第152回:「劔岳<点の記>」新田 次郎

レーティング:★★★★★★★

新田次郎さんは昭和の大作家であり、とりわけ山岳小説で有名な方ですが、名前はもう20年ほど知っていながら一度も読んだことのない作家の一人でした。特に読んでこなかった理由はないんですが、最近映画化(2009年)されるなどした本作を書店でたまたま手に取る機会があり購入してきました。なお、初版は昭和52年発刊、私がっ手に取った文庫版は昭和56年発刊ということでした。そういう意味では相当古いわけですが、昭和後期ですので個人的にはそんなに遠くは思えません。

さて、初めて読みましたが新田さんの文章の的確さ、過不足なく進んでいく筆に脱帽です。
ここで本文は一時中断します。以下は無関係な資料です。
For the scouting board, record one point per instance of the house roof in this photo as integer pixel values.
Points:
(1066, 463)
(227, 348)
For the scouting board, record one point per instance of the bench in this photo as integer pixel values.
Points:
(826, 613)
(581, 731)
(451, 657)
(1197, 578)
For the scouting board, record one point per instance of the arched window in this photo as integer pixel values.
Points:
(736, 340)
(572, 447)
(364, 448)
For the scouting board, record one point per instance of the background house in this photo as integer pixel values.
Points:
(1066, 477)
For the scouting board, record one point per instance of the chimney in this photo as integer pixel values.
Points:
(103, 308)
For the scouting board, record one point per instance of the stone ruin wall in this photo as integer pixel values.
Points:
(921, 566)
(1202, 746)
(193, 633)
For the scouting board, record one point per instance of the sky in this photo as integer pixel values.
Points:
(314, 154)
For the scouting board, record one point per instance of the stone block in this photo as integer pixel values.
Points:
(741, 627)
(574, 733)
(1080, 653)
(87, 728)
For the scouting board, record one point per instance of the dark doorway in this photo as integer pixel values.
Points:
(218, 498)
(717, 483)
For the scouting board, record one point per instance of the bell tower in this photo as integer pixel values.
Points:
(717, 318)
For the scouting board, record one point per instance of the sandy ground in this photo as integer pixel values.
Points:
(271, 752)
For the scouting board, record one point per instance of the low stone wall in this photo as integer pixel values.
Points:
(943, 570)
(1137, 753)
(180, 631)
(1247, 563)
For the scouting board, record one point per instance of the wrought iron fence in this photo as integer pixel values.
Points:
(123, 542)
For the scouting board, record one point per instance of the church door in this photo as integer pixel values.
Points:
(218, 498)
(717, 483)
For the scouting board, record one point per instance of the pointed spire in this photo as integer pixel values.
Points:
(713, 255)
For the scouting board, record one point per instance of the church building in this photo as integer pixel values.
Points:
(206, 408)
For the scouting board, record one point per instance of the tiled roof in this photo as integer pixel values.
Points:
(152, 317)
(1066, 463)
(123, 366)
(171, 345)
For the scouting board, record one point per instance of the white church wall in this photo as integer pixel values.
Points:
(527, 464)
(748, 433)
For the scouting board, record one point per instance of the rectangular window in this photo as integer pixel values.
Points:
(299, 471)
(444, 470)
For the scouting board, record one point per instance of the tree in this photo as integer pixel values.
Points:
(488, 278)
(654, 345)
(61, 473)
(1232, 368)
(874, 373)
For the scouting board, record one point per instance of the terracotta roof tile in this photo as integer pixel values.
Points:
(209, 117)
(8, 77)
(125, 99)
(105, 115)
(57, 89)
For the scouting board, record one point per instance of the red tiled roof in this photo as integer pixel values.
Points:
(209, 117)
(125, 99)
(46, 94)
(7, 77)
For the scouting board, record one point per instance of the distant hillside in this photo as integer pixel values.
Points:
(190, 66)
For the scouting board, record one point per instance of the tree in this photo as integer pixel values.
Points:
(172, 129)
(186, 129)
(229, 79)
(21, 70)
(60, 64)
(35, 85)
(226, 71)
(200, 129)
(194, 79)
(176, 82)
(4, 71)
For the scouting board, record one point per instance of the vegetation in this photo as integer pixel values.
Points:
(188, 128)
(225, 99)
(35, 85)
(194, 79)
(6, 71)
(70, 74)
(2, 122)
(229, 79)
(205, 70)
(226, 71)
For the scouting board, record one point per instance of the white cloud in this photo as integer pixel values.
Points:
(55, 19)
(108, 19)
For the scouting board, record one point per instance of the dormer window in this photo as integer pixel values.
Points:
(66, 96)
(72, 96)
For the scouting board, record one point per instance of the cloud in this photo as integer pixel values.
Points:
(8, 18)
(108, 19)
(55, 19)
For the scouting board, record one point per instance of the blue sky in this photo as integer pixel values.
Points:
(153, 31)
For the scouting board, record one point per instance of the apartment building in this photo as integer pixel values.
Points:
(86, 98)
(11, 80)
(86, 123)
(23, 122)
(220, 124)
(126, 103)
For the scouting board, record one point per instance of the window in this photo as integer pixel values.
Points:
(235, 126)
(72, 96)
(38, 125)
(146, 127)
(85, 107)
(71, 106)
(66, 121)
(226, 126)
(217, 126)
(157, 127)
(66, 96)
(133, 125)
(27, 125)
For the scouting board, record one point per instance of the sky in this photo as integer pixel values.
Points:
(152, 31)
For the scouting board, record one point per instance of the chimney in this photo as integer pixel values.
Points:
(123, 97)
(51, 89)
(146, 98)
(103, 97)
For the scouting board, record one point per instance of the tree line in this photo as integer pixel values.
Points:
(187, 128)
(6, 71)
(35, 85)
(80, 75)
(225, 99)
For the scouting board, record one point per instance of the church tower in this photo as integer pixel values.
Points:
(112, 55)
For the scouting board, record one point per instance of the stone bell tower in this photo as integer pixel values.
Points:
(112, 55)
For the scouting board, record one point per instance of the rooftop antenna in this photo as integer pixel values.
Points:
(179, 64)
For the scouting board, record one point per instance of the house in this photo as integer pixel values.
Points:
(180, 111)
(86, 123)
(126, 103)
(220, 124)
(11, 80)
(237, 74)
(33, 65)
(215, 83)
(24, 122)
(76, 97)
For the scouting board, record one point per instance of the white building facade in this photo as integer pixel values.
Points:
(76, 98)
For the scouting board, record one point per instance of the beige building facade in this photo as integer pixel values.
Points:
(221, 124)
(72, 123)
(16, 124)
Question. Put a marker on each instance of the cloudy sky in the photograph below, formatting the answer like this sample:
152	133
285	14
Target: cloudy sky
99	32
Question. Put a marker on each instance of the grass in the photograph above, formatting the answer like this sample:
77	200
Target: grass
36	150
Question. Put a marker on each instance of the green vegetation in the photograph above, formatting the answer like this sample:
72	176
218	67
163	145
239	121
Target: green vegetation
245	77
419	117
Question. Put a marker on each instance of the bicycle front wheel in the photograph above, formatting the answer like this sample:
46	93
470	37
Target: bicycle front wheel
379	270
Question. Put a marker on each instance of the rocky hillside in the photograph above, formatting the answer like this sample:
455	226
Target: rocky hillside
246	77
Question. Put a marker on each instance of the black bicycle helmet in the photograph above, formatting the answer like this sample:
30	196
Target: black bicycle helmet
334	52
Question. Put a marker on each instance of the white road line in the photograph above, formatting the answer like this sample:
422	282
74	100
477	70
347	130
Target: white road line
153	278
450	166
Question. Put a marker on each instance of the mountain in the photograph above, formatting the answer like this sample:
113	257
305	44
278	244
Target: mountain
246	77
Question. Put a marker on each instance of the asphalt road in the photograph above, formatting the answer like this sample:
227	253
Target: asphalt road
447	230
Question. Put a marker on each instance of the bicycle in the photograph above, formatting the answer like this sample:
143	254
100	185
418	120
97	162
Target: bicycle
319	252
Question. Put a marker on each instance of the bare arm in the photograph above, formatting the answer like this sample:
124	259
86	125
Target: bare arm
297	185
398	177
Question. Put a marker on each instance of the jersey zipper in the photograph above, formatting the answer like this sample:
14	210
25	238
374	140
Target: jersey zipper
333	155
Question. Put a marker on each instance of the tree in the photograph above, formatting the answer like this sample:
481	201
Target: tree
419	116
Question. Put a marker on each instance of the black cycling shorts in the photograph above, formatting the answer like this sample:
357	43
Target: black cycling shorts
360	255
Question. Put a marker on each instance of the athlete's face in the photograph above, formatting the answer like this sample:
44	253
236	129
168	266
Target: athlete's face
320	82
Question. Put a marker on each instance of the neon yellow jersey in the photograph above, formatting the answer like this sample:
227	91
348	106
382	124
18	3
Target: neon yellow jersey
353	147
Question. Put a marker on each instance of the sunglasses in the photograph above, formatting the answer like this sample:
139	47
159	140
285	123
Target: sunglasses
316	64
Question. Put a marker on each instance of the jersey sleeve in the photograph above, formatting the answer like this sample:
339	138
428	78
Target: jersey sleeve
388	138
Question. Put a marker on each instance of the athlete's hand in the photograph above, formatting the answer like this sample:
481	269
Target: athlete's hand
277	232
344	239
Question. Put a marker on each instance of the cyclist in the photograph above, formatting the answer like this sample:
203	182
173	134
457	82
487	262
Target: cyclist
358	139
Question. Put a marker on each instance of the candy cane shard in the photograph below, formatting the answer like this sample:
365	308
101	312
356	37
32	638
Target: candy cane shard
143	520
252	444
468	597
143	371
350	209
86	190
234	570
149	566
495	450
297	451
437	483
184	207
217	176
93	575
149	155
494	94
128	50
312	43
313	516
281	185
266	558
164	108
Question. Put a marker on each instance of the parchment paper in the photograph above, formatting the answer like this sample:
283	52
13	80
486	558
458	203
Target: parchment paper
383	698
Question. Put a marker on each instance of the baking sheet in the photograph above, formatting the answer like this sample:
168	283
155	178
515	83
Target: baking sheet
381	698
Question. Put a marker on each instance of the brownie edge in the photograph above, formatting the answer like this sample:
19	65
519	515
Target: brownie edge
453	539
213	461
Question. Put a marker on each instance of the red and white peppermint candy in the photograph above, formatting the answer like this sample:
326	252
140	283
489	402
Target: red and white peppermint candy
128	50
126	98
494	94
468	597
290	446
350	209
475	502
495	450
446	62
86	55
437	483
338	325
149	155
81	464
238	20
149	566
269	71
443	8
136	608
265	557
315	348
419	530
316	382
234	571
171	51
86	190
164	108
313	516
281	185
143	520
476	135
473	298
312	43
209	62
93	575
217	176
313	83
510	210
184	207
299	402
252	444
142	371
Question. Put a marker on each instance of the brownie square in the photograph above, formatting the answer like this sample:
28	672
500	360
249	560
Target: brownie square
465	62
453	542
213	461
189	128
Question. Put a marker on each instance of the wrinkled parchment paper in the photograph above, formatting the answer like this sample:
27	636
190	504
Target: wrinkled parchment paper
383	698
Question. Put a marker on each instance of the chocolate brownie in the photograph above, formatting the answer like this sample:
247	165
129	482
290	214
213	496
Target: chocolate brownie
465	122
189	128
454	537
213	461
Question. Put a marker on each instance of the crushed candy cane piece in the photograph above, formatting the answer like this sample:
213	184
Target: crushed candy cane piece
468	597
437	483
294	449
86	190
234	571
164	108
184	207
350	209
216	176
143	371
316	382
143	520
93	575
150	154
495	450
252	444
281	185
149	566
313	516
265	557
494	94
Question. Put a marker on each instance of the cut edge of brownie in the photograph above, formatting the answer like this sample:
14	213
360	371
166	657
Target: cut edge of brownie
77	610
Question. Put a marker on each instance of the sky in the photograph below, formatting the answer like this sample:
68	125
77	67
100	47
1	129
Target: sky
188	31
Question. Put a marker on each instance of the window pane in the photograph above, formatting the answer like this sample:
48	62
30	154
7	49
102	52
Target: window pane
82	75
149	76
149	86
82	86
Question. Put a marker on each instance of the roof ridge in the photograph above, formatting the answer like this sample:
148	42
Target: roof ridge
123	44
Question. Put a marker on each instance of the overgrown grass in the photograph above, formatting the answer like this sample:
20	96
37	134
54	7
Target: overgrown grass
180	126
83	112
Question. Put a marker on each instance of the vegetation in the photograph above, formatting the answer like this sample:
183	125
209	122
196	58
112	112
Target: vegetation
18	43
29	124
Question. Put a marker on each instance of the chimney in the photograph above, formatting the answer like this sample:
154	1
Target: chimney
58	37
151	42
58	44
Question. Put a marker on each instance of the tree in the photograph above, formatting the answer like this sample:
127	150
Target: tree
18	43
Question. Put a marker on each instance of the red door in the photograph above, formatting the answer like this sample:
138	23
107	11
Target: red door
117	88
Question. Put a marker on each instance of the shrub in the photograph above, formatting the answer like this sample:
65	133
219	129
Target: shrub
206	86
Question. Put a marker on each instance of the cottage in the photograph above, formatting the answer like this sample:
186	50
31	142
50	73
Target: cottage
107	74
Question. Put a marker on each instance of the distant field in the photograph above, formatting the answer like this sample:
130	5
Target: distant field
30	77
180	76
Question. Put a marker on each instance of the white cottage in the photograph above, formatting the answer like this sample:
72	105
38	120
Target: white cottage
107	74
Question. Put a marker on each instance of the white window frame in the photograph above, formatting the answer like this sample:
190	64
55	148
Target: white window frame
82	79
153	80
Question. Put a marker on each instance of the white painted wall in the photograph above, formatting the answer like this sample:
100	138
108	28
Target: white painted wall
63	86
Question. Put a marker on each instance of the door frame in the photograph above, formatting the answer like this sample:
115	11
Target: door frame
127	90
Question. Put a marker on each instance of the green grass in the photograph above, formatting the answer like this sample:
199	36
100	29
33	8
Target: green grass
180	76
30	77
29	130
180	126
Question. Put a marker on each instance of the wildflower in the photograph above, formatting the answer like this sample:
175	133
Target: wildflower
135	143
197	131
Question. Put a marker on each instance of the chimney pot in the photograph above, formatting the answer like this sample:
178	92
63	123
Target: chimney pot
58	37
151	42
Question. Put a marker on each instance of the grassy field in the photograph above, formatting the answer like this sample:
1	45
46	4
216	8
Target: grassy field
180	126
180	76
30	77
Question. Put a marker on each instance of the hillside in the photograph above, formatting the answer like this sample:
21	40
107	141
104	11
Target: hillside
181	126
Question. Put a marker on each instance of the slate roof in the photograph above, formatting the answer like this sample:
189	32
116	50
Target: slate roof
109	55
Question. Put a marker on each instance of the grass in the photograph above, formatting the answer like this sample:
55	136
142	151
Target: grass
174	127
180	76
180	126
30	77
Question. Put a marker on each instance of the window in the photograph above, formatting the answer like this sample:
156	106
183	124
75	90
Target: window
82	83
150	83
文体は昭和の作家ですがとても現代的で、今年刊行されたといわれてもほとんど違和感のない現代性を獲得しています。

内容についても、山岳小説というジャンルではありますが、とても優れた特徴を持った一冊だと感じました。具体的には、測量官という「地図を作る」というほとんど知られていない世界にスポットを当てていること、劔岳というキャッチなー山を題材に山岳会との測量官の微妙な相克と愛情を描いていること、測量官である柴崎氏のひたむきさや同僚、妻への愛情を細やかに描いていること、日本の山岳信仰、特に立山信仰と奈良朝時代とみられる開山の歴史に迫っていること、など本当に挙げきれない興味深いテーマがバランスよくとらえられています。本当に力量のある作家だったんだということを痛感しました。

また秀逸なのが長めに書かれた新田さんによる「あとがき」です。64歳か65歳であった新田さんの好奇心旺盛さと執筆意欲に驚かされますし、丁寧に執筆の背景を紹介し、本作の魅力を一層高めるようなものになっています。久々に最高レーティングです。新田さんのほかの作品も読み進めてみたいと思いますが、まずは代表作の一つである「強力記」でしょうか。お勧めの一冊です。